Scale /
Autoscale deployments
You can configure autoscaling to automatically respond to increases in activity on your deployments, and ensure you have the resources needed to process your traffic even at peak times.
Horizontal autoscaling allows your services to automatically scale up the number of instances for your deployment. The Northflank load-balancer will evenly distribute incoming traffic between different instances of a deployment.
Configure horizontal autoscaling
To enable autoscaling, expand advanced resource options in your deployment's resource page, or in the resources section when creating your deployment. This is available in combined and deployment services.
Select enable horizontal autoscaling to turn on autoscaling for the deployment and view the configuration options:
- Minimum instances: set the minimum number of instances the deployment will scale down to. This should be set to the number of instances that can comfortably handle your deployment's normal level of activity.
- Maximum instances: set the maximum instances the deployment can scale up to, to limit your spend
- Scale on CPU threshold: enable and enter the value (% of CPU in use) to trigger scaling when your instances pass the threshold
- Scale on memory threshold: enable and enter the value (% of memory in use) to trigger scaling when your instances pass the threshold
- Scale on RPS (requests per second): enable and enter the value (number of requests per second) to trigger scaling when your instances pass the threshold
You can trigger autoscaling on either CPU or memory usage, RPS, or all. You can monitor the metrics for your containers in the Northflank application, or by using the Northflank API to decide upon the best thresholds to set for your services. If your usage spikes quite quickly, and/or your application takes some time to initialise, you may want to set lower thresholds so that new containers are available before the existing ones reach capacity.
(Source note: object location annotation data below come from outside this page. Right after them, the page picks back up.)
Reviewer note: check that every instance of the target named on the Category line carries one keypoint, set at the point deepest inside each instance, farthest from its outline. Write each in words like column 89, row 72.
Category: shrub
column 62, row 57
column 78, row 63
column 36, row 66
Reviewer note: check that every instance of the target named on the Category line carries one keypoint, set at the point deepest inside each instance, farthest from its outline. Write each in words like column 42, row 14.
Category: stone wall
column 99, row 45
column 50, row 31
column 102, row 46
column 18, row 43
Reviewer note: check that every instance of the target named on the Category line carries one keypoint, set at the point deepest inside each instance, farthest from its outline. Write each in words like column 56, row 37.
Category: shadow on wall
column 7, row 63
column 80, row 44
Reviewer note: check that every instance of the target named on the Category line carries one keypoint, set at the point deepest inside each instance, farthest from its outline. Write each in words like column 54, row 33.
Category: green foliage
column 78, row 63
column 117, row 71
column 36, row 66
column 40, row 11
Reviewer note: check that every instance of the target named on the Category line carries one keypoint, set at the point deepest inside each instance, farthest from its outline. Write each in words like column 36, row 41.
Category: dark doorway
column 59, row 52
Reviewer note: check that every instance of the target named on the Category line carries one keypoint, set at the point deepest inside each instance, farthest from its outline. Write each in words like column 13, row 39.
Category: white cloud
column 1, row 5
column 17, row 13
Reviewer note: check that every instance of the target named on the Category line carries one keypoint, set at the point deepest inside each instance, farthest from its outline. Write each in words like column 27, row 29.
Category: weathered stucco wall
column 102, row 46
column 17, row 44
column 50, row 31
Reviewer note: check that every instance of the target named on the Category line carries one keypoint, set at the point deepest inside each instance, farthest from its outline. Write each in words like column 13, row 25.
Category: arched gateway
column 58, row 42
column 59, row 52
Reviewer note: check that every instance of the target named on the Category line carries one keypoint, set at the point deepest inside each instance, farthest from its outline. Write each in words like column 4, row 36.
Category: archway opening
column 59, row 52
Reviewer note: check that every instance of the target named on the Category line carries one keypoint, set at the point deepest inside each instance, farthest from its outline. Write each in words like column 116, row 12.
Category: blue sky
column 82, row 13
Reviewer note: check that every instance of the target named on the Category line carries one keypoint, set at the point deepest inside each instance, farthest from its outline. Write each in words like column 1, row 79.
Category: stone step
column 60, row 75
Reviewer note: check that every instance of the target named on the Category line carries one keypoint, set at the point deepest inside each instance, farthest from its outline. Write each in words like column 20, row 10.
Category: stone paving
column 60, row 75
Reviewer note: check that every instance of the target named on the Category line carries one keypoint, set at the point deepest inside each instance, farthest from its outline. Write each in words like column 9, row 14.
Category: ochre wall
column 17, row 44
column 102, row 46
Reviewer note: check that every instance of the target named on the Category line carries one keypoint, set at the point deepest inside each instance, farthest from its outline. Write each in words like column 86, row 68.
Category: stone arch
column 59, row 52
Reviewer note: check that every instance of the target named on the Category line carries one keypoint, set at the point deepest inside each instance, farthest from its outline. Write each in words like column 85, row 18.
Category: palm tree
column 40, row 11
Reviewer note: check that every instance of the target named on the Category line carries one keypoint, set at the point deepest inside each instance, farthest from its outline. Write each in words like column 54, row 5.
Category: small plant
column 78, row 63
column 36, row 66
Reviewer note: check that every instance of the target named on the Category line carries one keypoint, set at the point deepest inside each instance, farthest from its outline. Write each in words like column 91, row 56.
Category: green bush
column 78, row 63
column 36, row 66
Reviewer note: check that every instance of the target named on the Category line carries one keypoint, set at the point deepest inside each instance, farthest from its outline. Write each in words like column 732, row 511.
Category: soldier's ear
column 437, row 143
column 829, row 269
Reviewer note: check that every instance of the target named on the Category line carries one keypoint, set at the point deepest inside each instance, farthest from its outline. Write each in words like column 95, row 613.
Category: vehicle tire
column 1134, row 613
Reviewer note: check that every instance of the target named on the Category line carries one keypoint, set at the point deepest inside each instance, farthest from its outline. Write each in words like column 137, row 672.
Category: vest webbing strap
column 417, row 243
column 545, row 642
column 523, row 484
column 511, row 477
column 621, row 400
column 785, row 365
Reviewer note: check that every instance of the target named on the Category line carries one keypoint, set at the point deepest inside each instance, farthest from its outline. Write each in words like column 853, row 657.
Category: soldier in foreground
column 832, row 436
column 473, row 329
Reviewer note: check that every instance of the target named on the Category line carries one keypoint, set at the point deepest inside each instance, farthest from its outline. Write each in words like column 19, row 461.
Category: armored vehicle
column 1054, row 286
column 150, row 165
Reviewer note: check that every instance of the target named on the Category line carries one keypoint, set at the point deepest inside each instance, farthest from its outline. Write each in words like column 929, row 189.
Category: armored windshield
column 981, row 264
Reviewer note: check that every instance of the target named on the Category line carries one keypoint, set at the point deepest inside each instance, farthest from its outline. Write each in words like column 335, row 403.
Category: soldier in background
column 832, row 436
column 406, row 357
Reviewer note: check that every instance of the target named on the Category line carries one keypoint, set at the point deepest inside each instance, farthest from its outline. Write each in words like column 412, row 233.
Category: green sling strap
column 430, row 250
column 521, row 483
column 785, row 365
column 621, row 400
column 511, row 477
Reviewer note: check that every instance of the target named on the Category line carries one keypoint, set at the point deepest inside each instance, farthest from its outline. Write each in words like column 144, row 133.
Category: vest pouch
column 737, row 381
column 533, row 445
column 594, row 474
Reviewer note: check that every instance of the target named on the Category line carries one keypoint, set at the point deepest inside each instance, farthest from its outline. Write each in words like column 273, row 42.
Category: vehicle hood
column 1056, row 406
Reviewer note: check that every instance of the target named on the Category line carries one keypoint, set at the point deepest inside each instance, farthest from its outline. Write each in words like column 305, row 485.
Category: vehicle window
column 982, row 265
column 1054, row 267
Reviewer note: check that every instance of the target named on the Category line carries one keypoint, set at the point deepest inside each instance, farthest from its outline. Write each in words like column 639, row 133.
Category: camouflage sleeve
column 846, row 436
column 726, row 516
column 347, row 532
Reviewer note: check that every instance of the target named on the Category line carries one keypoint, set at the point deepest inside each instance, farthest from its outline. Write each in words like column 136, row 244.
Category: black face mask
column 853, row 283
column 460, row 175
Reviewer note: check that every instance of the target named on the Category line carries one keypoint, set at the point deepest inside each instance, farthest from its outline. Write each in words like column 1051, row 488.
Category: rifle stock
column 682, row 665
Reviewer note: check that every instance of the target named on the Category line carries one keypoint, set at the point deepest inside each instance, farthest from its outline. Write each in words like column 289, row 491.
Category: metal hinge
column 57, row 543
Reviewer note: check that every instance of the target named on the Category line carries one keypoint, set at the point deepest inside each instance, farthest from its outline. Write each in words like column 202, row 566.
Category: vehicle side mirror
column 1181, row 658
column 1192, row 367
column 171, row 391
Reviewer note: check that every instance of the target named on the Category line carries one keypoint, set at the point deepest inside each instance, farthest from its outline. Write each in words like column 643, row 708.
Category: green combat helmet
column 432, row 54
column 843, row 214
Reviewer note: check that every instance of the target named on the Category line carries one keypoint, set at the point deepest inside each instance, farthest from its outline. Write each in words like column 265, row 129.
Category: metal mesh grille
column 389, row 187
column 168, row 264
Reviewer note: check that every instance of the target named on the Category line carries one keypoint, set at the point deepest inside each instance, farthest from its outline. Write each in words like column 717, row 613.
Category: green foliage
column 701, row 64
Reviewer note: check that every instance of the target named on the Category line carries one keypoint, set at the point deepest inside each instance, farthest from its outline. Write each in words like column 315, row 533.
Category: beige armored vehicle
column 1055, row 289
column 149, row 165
Horizontal autoscaling behaviour
Your deployment will be checked every 15 seconds to calculate whether to trigger autoscaling. The average usage across all your instances is taken for each metric. If you are using more than one metric your deployment will be scaled to the highest number of required instances from any metric.
The required number of instances is calculated using this formula: requiredInstances = ceil[currentInstances * ( currentMetricValue / desiredMetricValue )]
.
When scaling up, autoscaling will not be triggered again until the new containers are in the running state, which prevents the creation of too many new instances.
Downscaling compares all the checks at 15-second intervals from a moving 5-minute window to ensure capacity is not reduced too quickly based on short-term drops in activity. For example, if a deployment is scaled to 5 instances and checks in the 5-minute window calculate that the deployment can be scaled down to either 1, 3, or 4 instances, then the deployment will be scaled down to 4 instances. If at any point a check returns a higher number of required instances, the deployment will immediately be scaled up.